She killed it and Salonen was her partner in crime, steady as a rock as she lunged at him, grinning, almost biting him, sweating and bug-eyed, totally immersed in the composer’s dazzling soundworld, while slipping in an inventive cadenza of her own.

The only other performance of Ligeti’s Violin Concerto that comes close, to me, is by Patricia Kopatchinskaja (another past Ojai music director), but her drama is more studied, like the Meisner Technique. Josefowicz is pure Method Acting, she totally inhabits the pieces she plays. It is indeed not even acting. It is uncaged, and Salonen’s jaw-dropping reaction was genuine and priceless. 

Don’t take my word for it, see for yourself, start the tape at 41:50. (One hopes the Ojai Festival eventually posts a cutdown of the finale, of just the Ligeti piece. I’ve already watched it half-a-dozen times.) 

Guzelimian proudly introduced the Colburn Orchestra as the Curtis Symphony Orchestra of the West, and they lived up to it, supporting Josefowicz expertly, led by their composed concertmaster Ray Ushikubo. The quartet of squealing ocarinas in the second and fourth movements was spellbinding. Four woodwind players performed double duty dropping the oboe, bassoon and two clarinets to blow the fist-size flutes, creating a microtonal chorus that attracted the famous Ojai birds singing in the trees.
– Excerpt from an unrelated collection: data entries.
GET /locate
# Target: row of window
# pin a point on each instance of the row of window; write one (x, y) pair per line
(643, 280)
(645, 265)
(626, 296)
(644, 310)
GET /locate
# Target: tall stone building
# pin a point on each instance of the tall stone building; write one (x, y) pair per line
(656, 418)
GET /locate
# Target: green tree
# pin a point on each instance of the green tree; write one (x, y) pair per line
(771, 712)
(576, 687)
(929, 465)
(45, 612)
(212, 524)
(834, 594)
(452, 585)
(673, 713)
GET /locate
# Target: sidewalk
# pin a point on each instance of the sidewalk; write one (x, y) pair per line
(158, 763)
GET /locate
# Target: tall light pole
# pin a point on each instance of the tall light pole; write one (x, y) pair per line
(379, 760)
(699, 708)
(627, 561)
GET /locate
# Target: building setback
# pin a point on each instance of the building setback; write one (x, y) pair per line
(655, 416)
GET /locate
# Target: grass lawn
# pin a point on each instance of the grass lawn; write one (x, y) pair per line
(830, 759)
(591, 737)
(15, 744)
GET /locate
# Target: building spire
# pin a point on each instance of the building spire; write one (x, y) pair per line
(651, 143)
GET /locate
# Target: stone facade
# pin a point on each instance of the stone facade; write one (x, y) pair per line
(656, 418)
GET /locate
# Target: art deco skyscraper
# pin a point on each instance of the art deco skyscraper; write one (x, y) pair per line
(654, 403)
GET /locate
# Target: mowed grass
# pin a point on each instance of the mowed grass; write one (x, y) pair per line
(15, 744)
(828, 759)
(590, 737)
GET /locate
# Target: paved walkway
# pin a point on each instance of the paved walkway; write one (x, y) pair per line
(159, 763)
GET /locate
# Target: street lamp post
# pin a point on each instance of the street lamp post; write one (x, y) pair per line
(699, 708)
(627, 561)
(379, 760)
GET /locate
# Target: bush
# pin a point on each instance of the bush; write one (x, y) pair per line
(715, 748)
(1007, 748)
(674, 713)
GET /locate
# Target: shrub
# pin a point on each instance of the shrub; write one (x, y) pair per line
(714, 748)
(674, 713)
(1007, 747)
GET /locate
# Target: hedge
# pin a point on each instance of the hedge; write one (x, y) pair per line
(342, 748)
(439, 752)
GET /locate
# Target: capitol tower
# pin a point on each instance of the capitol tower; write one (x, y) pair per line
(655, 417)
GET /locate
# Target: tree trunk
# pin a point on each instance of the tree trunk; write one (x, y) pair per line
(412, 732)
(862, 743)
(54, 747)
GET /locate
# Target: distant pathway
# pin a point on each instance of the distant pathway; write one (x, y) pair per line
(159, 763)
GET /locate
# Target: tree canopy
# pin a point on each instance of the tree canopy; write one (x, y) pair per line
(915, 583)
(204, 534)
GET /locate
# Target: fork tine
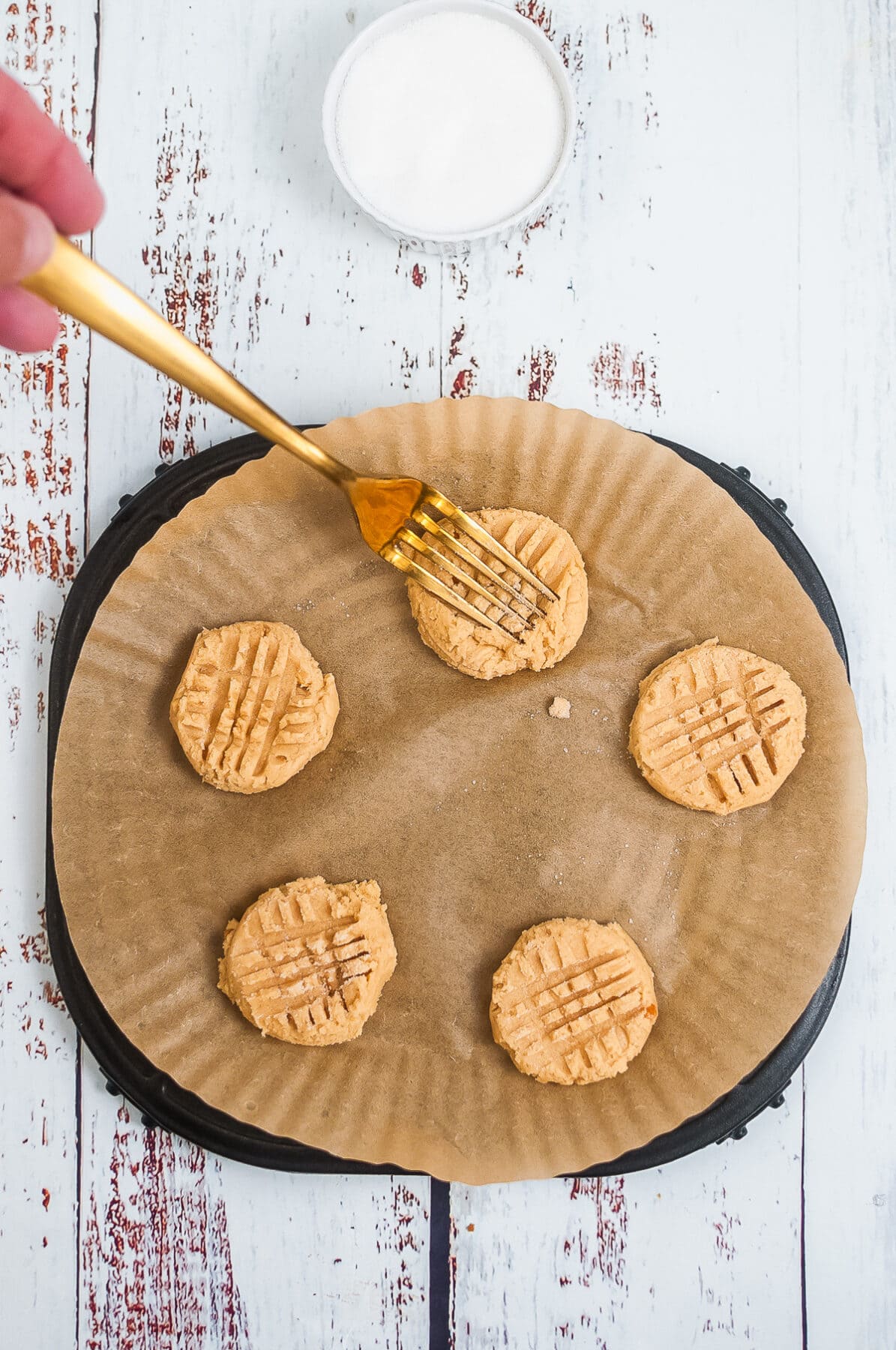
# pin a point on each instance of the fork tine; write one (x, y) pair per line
(448, 540)
(459, 574)
(491, 546)
(406, 565)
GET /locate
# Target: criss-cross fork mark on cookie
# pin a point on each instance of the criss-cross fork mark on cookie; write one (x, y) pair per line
(303, 978)
(720, 728)
(249, 708)
(540, 546)
(570, 1021)
(307, 962)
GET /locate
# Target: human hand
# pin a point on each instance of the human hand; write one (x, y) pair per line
(45, 187)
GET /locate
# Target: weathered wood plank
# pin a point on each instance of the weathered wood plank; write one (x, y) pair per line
(180, 1249)
(725, 204)
(223, 214)
(703, 1252)
(50, 47)
(844, 459)
(624, 303)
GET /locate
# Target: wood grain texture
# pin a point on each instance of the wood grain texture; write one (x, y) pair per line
(717, 268)
(42, 481)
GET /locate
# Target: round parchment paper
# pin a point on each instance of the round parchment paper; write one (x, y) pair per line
(475, 812)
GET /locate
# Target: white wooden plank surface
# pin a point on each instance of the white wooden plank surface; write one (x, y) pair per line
(42, 482)
(717, 268)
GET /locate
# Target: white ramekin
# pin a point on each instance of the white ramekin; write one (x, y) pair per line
(450, 244)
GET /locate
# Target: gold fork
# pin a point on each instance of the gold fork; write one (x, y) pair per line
(391, 512)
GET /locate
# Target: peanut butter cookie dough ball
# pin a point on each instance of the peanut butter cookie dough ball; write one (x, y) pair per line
(548, 551)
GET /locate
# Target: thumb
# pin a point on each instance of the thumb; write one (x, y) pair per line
(26, 238)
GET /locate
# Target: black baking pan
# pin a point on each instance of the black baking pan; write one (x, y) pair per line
(158, 1096)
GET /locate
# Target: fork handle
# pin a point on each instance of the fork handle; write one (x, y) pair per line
(73, 283)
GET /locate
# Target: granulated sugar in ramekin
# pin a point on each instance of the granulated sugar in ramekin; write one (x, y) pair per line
(450, 123)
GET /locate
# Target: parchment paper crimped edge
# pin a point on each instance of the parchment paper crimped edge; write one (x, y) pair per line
(475, 812)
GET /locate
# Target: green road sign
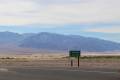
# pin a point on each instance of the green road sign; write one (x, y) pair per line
(75, 54)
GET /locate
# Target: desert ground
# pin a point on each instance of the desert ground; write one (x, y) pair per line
(57, 66)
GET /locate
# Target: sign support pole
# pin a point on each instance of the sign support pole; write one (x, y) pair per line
(78, 61)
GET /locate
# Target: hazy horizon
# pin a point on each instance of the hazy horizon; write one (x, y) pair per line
(90, 18)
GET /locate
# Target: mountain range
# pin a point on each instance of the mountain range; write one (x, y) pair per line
(53, 41)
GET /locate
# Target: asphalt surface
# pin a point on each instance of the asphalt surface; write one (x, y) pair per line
(56, 74)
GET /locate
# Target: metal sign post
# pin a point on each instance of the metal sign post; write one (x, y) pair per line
(75, 54)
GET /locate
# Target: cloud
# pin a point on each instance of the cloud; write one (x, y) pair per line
(23, 12)
(113, 29)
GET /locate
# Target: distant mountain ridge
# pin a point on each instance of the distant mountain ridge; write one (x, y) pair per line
(52, 41)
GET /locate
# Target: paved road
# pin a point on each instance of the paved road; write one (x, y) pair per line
(56, 74)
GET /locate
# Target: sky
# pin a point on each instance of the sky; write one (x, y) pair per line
(91, 18)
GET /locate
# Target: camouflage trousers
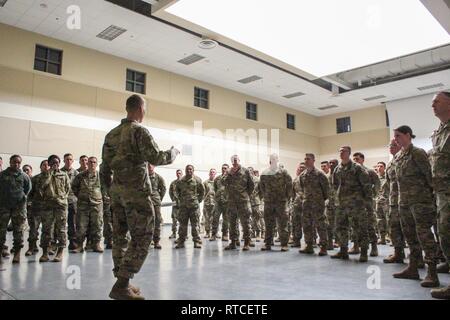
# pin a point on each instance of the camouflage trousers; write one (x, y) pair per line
(221, 210)
(417, 220)
(133, 213)
(395, 228)
(443, 207)
(54, 223)
(158, 222)
(72, 221)
(258, 225)
(174, 217)
(89, 221)
(382, 222)
(107, 221)
(276, 215)
(239, 212)
(208, 217)
(352, 214)
(18, 217)
(314, 218)
(186, 215)
(34, 220)
(297, 225)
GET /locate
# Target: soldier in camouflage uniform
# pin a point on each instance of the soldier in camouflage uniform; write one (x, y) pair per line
(208, 204)
(359, 158)
(315, 188)
(54, 189)
(175, 208)
(221, 201)
(297, 208)
(158, 193)
(417, 211)
(354, 189)
(86, 187)
(239, 186)
(127, 150)
(276, 188)
(440, 164)
(382, 206)
(72, 200)
(190, 191)
(390, 191)
(15, 186)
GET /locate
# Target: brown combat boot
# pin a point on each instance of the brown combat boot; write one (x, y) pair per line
(442, 293)
(397, 257)
(16, 258)
(374, 250)
(307, 250)
(44, 257)
(410, 272)
(431, 280)
(342, 254)
(363, 257)
(59, 255)
(323, 251)
(97, 248)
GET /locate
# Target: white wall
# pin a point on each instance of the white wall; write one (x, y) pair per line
(415, 112)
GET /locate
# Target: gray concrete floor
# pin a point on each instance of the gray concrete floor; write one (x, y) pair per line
(212, 273)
The orchestra was a joy to hear and watch.

The intensity of this year’s programming combined with the beauty of the young Colburn Orchestra, the gravitas of the great Salonen, the drama of Josefowicz and those remarkable closeups, makes it very clear that the Ojai Festival is not only the most open-eared festival in America it is also the most wide-eyed.